From the Harvard School of Dental Mediine: New research by HSDM’s Malcolm Whitman, PhD, a professor of developmental biology, and Tracy Keller, PhD, an instructor in developmental biology, and colleagues may lead to new therapeutic approaches for diseases involving autoimmunity, metabolic signaling, and inflammation. The results of this research were published in the March 2012 issue of Nature Chemical Biology, featured in the HMS/HSDM/HSPH Focus newsletter, and heralded in dozens of news outlets in many languages around the world.

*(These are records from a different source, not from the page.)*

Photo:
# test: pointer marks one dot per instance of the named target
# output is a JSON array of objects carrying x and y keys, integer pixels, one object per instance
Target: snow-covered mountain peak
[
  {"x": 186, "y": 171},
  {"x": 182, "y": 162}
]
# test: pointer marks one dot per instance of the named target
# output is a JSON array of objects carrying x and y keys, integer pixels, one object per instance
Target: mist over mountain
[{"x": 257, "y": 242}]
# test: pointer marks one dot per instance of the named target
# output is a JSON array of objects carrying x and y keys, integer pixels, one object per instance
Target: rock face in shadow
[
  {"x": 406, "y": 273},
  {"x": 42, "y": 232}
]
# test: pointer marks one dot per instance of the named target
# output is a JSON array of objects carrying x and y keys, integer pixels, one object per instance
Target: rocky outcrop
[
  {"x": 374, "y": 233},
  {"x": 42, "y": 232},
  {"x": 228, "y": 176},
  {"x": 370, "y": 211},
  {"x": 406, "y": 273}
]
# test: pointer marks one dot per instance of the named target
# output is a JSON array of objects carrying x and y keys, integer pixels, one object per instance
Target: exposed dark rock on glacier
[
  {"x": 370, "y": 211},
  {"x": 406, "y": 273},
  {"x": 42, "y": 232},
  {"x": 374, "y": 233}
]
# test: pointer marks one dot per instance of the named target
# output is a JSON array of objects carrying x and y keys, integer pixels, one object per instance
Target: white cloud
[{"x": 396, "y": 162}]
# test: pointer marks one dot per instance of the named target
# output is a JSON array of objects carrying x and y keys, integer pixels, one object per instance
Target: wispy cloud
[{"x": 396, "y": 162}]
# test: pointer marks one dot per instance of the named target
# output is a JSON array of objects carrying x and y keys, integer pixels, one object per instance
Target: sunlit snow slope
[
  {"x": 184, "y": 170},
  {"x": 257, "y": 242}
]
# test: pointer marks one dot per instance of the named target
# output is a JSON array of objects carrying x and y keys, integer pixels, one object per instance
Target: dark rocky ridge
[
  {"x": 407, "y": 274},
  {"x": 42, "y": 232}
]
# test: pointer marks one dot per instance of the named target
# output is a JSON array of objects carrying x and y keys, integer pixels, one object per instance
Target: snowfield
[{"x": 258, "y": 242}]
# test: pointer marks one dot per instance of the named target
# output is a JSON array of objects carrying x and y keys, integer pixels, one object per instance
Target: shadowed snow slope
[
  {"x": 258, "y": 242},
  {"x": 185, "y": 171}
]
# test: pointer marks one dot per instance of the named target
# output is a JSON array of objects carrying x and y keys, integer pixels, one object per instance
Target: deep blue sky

http://www.nature.com/nchembio/journal/v8/n3/full/nchembio.790.html
Abstract: Febrifugine, the bioactive constituent of one of the 50 fundamental herbs of traditional Chinese medicine, has been characterized for its therapeutic activity, though its molecular target has remained unknown. Febrifugine derivatives have been used to treat malaria, cancer, fibrosis and inflammatory disease. We recently demonstrated that halofuginone (HF), a widely studied derivative of febrifugine, inhibits the development of TH17-driven autoimmunity in a mouse model of multiple sclerosis by activating the amino acid response (AAR) pathway. Here we show that HF binds glutamyl-prolyl-tRNA synthetase (EPRS), inhibiting prolyl-tRNA synthetase activity; this inhibition is reversed by the addition of exogenous proline or EPRS. We further show that inhibition of EPRS underlies the broad bioactivities of this family of natural product derivatives. This work both explains the molecular mechanism of a promising family of therapeutics and highlights the AAR pathway as an important drug target for promoting inflammatory resolution.